You’re stuck in Orlando as yet another hurricane takes aim at Florida. The airport is closed and the best advice you can get is to sit tight and hang with the locals because you can’t extend your hotel reservation.
Not that it matters. Your “garden view” room actually looks out on a concrete pad that holds the dumpsters.
Congratulations. You may have the travel agent from hell.
Let me be perfectly clear about this: If you handle your own travel arrangements then you have only yourself to blame when something goes wrong. But if you put your itinerary in the hands of a professional, there’s no excuse.
I wrote about the client from a hell a few weeks ago, and I got plenty of “attaboys” from my agency colleagues. But the pendulum swings both ways, my friends.
If you are using a professional, you are paying for, well, professionalism. And the $25, $30, $40, $50, or $100 or more you do pay should be worth it. If it is not, you need to reevaluate the relationship you have with your agent.
How do you know if you’ve got an incompetent agent?
They leave you to fend for yourself. That’s what happened in Central Florida recently, when a series of hurricanes bore down on the region. One client I knew of was left in the lurch – no hotel room, no flight out – by an agent. Sure, it would have taken a little extra work to get the traveler into a hotel and rebooked on a flight. Instead, the agent pocketed the commission or fee and moved on to the next sale.
They don’t act as your advocate. When one cruise passenger inadvertently got stuck with extra luggage after a vacation – and was accused of theft – one travel agent I know let the client work it out alone. Worse, the agent called the cruise line and they said that he might be an accessory to theft. The traveler had to drive three hours to return the luggage. Thanks for nothing.
They don’t pay attention to the details. True story: One traveler I know of saved up for a once-in-a-lifetime trip to Jamaica and even splurged on the upgraded room with a fantastic view. But the hotel was oversold and when the agent found out, he did nothing – leaving the hotel guest with substandard accommodations with a stunning view of … a dumpster.
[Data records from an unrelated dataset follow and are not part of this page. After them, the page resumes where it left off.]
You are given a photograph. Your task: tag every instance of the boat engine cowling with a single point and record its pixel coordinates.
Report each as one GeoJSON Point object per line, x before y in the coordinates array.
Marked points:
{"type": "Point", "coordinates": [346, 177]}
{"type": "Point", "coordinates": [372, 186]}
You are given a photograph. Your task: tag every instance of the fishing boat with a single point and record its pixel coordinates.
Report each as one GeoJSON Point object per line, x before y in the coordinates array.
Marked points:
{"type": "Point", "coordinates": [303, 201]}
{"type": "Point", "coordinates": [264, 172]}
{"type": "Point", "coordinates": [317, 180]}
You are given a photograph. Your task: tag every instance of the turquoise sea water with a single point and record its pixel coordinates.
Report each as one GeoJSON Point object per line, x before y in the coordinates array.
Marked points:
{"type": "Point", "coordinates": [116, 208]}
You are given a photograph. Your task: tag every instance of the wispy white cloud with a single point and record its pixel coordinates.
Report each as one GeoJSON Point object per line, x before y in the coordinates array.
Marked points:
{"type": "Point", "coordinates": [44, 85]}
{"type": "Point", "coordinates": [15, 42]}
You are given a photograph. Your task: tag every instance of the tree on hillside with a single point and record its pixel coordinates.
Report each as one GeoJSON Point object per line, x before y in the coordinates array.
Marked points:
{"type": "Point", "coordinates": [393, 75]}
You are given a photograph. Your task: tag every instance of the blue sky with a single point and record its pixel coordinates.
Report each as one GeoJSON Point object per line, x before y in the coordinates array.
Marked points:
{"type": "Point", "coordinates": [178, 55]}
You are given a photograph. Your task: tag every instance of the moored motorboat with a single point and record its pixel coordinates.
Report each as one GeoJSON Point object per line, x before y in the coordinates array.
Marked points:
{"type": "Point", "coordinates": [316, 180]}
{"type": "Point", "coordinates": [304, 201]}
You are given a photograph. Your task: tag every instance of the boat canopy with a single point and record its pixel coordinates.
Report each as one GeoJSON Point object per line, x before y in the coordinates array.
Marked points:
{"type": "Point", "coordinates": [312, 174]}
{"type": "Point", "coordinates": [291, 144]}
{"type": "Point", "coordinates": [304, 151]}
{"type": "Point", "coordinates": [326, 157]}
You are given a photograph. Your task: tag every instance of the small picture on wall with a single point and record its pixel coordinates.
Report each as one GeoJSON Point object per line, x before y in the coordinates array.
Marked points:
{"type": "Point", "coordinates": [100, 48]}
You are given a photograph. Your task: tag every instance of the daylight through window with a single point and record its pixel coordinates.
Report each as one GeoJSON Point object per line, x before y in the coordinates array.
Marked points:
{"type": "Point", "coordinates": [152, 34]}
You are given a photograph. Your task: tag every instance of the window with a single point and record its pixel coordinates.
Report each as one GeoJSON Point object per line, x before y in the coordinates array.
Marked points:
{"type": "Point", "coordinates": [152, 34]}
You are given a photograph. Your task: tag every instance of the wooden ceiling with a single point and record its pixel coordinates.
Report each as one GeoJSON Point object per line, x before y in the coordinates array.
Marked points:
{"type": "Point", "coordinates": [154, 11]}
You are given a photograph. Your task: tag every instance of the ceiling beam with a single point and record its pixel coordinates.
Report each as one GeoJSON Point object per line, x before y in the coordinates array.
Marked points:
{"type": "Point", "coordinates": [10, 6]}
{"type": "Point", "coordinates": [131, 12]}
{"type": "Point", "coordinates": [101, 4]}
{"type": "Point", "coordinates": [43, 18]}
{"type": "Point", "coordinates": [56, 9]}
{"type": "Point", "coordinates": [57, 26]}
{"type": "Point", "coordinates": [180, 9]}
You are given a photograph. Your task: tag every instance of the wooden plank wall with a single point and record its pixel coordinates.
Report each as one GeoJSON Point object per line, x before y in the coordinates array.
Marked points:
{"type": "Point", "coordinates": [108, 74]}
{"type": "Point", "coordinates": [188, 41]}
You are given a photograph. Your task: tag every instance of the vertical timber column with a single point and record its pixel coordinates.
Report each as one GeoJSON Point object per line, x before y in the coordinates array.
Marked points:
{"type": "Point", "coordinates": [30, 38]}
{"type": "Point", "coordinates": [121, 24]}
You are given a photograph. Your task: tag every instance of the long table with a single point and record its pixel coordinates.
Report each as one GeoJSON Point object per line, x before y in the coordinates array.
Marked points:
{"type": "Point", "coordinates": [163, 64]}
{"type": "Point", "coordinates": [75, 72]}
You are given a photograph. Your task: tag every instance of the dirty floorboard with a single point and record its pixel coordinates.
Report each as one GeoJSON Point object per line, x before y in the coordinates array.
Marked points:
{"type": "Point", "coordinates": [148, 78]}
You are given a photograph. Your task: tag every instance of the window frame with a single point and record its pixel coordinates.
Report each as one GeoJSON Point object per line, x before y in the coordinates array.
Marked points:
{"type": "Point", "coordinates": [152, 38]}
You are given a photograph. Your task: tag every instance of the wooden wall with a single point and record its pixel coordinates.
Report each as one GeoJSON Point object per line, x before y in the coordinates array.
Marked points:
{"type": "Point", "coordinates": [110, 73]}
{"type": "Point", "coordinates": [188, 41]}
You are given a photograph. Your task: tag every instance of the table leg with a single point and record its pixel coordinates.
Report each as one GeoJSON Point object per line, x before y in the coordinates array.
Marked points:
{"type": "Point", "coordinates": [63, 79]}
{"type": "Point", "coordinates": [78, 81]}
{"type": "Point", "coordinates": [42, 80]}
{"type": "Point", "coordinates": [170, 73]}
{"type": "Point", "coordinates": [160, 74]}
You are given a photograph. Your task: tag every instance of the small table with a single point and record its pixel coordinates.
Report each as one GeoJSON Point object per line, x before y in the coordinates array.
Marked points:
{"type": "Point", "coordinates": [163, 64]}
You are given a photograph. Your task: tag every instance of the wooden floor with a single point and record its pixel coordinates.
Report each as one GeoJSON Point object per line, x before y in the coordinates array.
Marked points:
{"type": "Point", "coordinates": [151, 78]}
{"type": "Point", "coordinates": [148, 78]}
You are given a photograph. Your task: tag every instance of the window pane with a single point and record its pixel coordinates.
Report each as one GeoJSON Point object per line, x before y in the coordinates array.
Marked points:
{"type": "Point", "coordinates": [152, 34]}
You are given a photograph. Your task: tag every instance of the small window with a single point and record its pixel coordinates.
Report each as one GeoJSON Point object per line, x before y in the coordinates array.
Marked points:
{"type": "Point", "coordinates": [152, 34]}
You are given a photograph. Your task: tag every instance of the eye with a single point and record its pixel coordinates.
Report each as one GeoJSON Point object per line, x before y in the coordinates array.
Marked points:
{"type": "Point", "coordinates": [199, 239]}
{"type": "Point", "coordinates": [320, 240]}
Some special vacation that turned out to be.
In this day of book-it-yourself Web sites, travel agents have to set themselves apart from the competition with their service.
There are years of contacts and connections at an agent’s disposal. Even the greenest agent has colleagues; and from my experience, most agents are willing to share their connections for the mutual benefit of the client. I can’t fathom that some still believe they will survive simply because they’re already here.
A travel agent’s fee or commission is worth every penny – provided he or she is working for you. If not, then it’s time to look for someone who will.